As the commentary goes on to describe, both the existing (pre-Christian) ritual of baptism in water and the "gift of the Holy Sprit" whose outpouring that this (Jewish) assembly had just witnessed, are tied inextricably to the honest determination to repent and turn back to YHWH. Second Temple Jews immersing themselves (particularly but not exclusively) on Rosh Hashannah prior to Yom Kippur's communal Day of Atonement did not differ in that respect.
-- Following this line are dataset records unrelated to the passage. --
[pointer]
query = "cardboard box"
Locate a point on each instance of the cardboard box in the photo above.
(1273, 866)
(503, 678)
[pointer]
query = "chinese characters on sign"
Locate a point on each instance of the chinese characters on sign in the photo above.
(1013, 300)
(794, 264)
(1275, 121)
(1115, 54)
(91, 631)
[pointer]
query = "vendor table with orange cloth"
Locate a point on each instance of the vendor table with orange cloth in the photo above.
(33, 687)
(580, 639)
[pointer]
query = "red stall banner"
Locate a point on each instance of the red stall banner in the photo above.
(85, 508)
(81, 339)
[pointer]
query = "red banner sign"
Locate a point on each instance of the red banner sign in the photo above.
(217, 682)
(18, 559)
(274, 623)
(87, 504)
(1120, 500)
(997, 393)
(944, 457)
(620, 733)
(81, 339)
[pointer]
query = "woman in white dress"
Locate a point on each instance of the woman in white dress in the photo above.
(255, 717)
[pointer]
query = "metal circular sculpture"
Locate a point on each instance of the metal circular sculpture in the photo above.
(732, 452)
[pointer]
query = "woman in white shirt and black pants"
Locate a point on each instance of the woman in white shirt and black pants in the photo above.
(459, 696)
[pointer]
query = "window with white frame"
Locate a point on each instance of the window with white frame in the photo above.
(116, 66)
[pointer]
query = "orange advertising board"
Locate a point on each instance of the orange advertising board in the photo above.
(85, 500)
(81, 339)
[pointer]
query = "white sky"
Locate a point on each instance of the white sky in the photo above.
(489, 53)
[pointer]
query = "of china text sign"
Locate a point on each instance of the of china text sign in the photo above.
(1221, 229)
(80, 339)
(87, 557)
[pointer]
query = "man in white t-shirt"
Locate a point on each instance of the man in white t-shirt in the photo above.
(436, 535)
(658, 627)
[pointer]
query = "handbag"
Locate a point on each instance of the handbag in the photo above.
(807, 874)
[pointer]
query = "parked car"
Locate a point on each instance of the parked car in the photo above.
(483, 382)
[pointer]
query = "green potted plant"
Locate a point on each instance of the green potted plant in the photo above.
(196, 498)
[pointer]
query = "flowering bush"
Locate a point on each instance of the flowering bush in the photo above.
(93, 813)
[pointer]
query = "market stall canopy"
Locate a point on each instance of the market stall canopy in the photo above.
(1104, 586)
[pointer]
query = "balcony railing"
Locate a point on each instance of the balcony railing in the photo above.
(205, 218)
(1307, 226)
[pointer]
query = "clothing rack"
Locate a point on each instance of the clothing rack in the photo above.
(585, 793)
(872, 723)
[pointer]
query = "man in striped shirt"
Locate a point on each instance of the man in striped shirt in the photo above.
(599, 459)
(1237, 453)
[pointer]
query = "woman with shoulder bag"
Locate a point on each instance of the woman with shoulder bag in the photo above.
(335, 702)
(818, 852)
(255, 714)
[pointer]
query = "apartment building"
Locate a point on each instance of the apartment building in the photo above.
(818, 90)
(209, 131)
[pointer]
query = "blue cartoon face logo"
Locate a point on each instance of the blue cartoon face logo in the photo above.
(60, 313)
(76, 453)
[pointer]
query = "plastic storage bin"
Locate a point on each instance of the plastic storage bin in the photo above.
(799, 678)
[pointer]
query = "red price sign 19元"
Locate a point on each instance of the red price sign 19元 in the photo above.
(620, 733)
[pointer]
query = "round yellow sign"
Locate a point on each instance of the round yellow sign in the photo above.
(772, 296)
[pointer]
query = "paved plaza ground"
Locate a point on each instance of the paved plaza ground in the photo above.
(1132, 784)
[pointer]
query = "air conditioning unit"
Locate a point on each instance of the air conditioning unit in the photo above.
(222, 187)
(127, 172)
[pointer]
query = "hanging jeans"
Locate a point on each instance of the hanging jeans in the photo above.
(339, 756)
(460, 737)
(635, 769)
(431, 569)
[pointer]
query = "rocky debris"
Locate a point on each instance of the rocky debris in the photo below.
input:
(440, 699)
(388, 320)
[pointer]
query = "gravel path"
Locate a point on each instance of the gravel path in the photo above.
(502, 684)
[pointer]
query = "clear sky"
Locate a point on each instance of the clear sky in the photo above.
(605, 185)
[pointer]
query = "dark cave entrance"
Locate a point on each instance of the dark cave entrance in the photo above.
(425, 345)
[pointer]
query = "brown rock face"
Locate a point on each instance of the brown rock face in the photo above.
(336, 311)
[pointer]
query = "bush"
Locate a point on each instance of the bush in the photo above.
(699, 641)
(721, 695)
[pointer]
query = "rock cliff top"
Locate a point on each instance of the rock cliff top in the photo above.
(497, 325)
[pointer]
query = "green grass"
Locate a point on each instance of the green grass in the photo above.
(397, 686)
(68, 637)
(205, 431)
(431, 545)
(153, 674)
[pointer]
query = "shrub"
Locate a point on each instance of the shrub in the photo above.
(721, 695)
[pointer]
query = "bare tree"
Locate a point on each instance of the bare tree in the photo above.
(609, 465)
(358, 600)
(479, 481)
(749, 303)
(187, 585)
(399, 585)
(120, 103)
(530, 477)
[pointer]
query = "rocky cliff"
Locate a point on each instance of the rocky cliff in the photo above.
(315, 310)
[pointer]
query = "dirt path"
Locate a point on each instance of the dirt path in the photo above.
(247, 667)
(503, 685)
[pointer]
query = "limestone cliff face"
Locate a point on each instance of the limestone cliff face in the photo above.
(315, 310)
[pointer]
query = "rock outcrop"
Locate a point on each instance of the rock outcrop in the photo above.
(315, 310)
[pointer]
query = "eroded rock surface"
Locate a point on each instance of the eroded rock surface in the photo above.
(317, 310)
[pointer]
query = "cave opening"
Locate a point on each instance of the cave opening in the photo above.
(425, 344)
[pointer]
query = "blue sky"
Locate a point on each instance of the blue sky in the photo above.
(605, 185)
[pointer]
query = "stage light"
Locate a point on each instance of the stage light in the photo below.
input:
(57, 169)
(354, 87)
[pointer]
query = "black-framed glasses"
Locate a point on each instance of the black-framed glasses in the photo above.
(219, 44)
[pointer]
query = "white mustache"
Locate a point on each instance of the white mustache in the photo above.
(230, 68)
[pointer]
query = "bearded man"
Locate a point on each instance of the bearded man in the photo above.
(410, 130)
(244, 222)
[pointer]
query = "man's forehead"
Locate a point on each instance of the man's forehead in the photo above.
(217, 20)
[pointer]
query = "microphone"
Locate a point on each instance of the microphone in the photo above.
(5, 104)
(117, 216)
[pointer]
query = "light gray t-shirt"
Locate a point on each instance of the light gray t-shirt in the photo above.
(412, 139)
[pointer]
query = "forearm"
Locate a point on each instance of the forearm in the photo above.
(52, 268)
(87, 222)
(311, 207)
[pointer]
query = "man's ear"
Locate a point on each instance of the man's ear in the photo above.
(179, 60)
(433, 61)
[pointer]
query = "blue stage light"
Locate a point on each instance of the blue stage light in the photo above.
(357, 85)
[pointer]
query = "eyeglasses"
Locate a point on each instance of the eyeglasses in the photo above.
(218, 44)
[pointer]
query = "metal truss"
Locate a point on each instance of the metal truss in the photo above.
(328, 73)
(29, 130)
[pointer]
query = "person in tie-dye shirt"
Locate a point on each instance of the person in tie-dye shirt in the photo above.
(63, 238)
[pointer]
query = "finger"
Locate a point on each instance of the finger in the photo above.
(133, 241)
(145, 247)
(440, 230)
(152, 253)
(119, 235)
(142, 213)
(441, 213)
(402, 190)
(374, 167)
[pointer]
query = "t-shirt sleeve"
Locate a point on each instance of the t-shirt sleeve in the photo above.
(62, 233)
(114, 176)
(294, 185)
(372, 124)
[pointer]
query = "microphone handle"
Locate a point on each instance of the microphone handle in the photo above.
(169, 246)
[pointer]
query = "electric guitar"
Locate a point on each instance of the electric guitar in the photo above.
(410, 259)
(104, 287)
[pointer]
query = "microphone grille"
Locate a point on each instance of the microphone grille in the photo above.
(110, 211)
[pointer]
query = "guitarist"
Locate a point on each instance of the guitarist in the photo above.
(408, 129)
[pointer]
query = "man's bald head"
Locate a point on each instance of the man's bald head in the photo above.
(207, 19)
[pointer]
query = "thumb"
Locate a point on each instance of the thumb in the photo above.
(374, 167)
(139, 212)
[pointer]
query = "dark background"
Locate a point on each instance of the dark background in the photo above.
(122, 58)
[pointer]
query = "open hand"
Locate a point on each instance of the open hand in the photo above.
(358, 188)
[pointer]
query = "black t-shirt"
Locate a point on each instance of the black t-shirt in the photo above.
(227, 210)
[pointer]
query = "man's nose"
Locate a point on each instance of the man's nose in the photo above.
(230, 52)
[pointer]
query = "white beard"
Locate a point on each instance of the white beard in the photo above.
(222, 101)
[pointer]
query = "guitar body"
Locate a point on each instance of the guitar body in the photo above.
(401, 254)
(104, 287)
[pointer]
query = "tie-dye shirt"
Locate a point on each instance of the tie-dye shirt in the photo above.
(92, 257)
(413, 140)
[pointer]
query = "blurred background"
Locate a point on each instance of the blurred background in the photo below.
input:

Elsewhere, archaeologists have noted that the existence of basins for ritual immersion in water can practically be used to map the post-Diaspora spread of the remnants of Israel and Judea in ancient times.

The accounting imagery (not expressly anchored in scripture but an explanatory doctrine, likely never intended to be taken literally) of the between-time after sundown on Rosh Hashannah and before sundown on Yom Kippur is that YHWH, having closed the books on the previous year is writing his budget for the next, deciding who will be blessed and cursed, who will be written in the Book of Life and who will-- not. "On Rosh Hashannah it is writren; on Yom Kippur it is sealed." This in turn is obliquely, perhaps confusingly, referred to in Christian doctrine regarding the "Book of the Lamb" or "Book of Life of the Lamb" (e.g. Revelation 13:8). To a contemporaneous audience familiar with Rosh Hashannah and its oral tradition, the reference may have been much less opaque. But the expression here is similar to what G.W.H. Lampe is quoted as saying with respect to the essential eschatology of Christian baptism: that it is a poor bargain to endlessly petition to be left in the Book of Life for merely one more year (which many of us scarcely earn) against the chance of being written into the Book of the Lamb as an inheritor of the imminent and eternal Kingdom of the annointed Messiah (which not a single one of us has earned or ever will).

That all being said, the traditional ritual of periodic immersion in water as an external and visible sign of repentence is not without its use, nor is the yearly recognition of the Appointed Times for atonement. To the contrary, we can all of us use every reminder we can get. As linear creatures, we need timely reminders of our nature and duties. These were gifts to fallible forgetful humans intended to help us recognize and walk the steep path we are meant to daily walk. With the gift of the Holy Spirit and the constant help of divine grace, the impossible path becomes possible (though seldom easy). Thus the words of the Aveinu, "Our Father", itself a summary of Hebrew tradition:

Lead us not into temptation,

Yet free us from evil.

Min-hara (מן-הרע) in Hebrew, from (the) evil (one), is a reminder of min-hahar (מן-ההר), from the mountain, merely one letter off, referring to the traditional imagery of the steep path and constant struggle for right action. Sometimes-- no matter the tradition we come from-- we need to stop and wash off the dirt of the mountain to see the image of the divine within.